In any lattice ordered group, we say that a convex subgroup $P$ is prime if for any two convex subgroups $X,Y$: $X\cap Y \subseteq P$ implies that $X\subseteq P$ or $Y\subseteq P$. This is analogous to the notion of a prime ideal, which in turn is analogous to the notion of a prime number in the integers.
Consider the following real-world l-group:
I have a shopping cart full of items. I can add or remove items from the cart. (Isomorphic to $(\mathbb Z^n,+)$ where $(1,2)$ inidicates 1 apple and two oranges or some such.) The meet of two carts is the componentwise minimum, e.g. $(5,2,3)\wedge(4,6,4)=(4,2,3)$ and similarly with join.
I'm having trouble visualizing the prime subgroups here.
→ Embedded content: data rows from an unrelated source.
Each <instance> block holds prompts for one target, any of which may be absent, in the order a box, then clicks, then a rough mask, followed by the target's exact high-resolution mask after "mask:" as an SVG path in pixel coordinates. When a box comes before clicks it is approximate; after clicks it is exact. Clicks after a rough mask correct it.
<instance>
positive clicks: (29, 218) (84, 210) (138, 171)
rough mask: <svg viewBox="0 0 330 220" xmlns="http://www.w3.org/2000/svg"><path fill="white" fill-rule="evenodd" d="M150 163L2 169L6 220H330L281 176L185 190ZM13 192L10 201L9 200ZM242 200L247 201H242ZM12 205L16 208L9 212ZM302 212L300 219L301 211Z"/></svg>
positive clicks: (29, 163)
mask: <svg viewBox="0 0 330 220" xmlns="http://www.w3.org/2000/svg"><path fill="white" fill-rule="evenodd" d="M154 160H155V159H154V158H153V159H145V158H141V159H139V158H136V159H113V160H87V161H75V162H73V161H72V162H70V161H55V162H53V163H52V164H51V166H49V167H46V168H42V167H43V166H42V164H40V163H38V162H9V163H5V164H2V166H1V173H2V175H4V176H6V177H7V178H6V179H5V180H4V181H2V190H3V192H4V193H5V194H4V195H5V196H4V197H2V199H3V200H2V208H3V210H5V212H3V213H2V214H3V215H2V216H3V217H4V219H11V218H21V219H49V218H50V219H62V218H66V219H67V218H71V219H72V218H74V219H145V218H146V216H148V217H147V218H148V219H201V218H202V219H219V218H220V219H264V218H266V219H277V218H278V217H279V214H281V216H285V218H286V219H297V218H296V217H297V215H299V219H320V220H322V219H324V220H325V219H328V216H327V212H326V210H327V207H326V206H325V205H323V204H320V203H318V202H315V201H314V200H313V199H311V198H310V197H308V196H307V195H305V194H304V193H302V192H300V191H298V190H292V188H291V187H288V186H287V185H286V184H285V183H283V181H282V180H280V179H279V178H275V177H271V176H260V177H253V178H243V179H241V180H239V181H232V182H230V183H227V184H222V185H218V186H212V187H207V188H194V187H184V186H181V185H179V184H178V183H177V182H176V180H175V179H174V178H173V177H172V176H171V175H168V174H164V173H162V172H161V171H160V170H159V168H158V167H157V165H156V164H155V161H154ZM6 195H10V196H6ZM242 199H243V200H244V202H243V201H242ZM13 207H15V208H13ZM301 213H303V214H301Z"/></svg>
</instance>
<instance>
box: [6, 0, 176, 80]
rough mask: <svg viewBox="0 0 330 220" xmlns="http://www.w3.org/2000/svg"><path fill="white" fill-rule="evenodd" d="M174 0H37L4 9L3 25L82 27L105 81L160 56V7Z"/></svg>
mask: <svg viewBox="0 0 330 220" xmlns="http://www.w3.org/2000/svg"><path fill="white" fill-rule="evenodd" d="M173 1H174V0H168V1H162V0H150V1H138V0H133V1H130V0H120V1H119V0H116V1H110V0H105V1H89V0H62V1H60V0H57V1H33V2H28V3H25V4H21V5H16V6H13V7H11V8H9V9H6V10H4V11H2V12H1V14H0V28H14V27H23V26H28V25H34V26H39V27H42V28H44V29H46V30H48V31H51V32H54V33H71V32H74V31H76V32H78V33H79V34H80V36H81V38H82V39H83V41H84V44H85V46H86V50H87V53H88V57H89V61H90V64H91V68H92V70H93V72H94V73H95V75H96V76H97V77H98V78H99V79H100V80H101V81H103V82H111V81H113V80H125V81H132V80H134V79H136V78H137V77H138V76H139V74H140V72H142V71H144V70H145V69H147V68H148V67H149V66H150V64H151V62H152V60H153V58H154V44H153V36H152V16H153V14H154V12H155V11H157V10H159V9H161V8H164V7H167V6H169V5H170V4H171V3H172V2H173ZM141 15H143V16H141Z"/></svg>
An alternative definition of prime is that $f\wedge g=1$ implies $f\in P$ or $g\in P$, so I think the prime subgroups are of the form $(0,x_1,x_2,\dots)$ i.e. the prime subgroup $P_i$ is generated by the element $(1,1,\dots,0,1,\dots)$ that is 1 everywhere except the ith position.
These subgroups don't appear to correspond to any intuitive "building blocks" of the group like I would expect. What am I not understanding?